Design/methodology/approach – The paper uses a case study to examine the use of moral theory to explain the ethical codes of practice of built environment professional organisations. The chosen organisation is the Royal Institution of Chartered Surveyors (RICS). The approach for conducting the case study is through semi-structured interviews with experienced RICS members which gather views on the application of moral theory to explain the RICS ethical principles.

Findings – The case study revealed that there are mixed views on the use of moral theory to explain the RICS code of practice. The general view is that deontology is the most suitable theory to explain the fact that the work or process has been undertaken correctly. On the other hand, there is also a view amongst senior professionals that virtue ethics is most appropriate as it addresses the importance of both the correct “result” and the correct “process”.

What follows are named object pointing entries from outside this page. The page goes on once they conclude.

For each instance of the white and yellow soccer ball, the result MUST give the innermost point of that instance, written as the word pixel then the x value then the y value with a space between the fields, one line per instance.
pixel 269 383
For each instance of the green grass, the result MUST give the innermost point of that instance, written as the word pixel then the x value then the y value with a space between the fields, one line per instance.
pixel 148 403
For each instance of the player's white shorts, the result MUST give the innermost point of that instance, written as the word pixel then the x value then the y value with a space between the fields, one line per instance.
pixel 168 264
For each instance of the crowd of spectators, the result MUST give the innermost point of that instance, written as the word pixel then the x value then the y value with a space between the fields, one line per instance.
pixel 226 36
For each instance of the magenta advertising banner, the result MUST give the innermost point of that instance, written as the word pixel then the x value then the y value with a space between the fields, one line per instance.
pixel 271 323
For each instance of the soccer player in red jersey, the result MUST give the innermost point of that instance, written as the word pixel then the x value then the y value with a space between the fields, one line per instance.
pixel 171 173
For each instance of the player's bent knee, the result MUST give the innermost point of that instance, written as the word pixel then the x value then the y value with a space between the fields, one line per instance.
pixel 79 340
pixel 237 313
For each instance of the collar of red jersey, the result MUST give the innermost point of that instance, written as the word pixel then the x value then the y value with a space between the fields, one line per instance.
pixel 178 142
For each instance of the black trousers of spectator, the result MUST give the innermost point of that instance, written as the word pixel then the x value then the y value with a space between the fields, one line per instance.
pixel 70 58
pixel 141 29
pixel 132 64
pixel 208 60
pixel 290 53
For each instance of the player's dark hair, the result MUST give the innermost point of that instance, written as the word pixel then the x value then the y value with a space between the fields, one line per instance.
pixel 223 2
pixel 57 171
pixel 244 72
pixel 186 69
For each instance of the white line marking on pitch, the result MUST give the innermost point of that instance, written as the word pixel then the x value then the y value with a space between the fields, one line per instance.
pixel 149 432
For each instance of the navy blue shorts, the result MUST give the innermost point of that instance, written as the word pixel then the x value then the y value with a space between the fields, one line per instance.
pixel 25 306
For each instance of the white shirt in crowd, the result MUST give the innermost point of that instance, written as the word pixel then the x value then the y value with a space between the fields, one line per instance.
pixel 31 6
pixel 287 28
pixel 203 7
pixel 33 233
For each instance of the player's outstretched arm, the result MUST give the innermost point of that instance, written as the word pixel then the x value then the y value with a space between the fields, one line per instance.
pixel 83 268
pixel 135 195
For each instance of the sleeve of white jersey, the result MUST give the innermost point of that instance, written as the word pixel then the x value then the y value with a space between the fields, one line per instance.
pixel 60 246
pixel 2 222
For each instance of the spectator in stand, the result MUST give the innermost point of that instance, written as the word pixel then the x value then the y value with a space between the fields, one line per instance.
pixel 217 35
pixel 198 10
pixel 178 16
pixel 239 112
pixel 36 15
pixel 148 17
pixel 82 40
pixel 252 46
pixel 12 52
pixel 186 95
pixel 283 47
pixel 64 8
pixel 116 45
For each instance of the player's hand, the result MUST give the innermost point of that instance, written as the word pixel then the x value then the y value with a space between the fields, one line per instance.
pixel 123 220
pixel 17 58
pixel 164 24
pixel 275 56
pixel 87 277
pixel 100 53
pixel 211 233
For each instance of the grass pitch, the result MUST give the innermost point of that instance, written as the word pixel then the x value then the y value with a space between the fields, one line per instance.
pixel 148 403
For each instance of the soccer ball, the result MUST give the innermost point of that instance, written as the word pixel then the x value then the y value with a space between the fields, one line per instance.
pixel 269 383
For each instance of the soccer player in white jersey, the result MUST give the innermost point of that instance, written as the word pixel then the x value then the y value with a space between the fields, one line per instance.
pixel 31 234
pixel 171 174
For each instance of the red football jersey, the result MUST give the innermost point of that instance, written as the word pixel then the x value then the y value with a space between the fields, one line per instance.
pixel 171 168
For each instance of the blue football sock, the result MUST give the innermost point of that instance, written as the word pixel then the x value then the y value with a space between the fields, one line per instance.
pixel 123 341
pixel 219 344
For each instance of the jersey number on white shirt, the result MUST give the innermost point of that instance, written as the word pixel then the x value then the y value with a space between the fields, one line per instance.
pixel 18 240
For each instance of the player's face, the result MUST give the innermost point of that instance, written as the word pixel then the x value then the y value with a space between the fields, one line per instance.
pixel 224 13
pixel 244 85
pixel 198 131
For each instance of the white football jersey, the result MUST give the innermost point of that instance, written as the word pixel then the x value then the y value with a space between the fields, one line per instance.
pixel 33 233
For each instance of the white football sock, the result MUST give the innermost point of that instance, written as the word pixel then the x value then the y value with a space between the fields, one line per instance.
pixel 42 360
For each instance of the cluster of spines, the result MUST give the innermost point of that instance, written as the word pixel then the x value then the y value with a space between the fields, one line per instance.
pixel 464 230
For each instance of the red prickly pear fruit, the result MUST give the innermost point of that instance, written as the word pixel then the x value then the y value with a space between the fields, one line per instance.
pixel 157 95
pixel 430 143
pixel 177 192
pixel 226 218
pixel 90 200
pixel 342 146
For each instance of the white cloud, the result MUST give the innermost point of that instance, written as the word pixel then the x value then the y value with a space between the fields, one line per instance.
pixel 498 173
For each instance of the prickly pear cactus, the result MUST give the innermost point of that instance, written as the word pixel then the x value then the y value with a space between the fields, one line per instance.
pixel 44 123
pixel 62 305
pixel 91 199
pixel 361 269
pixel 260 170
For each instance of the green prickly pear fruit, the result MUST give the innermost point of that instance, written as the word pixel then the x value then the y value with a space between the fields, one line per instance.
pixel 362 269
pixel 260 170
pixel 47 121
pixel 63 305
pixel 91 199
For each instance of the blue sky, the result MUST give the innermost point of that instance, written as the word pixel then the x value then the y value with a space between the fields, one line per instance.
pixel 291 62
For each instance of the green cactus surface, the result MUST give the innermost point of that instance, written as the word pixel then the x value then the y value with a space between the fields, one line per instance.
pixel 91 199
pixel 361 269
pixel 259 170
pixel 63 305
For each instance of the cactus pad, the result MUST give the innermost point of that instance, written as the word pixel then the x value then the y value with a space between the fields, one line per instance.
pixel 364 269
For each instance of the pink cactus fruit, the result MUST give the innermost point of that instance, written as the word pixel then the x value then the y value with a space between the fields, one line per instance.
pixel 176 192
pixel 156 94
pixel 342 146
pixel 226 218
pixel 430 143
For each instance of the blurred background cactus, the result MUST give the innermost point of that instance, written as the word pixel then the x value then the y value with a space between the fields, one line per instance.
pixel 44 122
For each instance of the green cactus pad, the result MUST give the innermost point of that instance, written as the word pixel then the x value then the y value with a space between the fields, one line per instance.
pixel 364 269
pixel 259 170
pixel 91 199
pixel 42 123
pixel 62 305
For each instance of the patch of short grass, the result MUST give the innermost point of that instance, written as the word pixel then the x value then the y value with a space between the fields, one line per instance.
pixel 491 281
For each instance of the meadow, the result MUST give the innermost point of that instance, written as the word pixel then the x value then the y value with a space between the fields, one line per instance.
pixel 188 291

Research limitations/implications – The paper uses a case study approach to examine the ethical code of one built environment professional organisation. This research does not therefore claim empirical generalisation but instead provides illustrations on the use of moral theory to explain the code of practice of a built environment professional organisation. The paper is based on a series of interviews. The findings should be understood as the aggregated opinions of the interviewees.

Originality/value – The paper makes an original contribution to existing literature on the theoretical analysis of codes of practice for built environment professional organisations. It describes research which is the first to use moral theory as a framework for analysing rules of conduct of built environment professional organisations.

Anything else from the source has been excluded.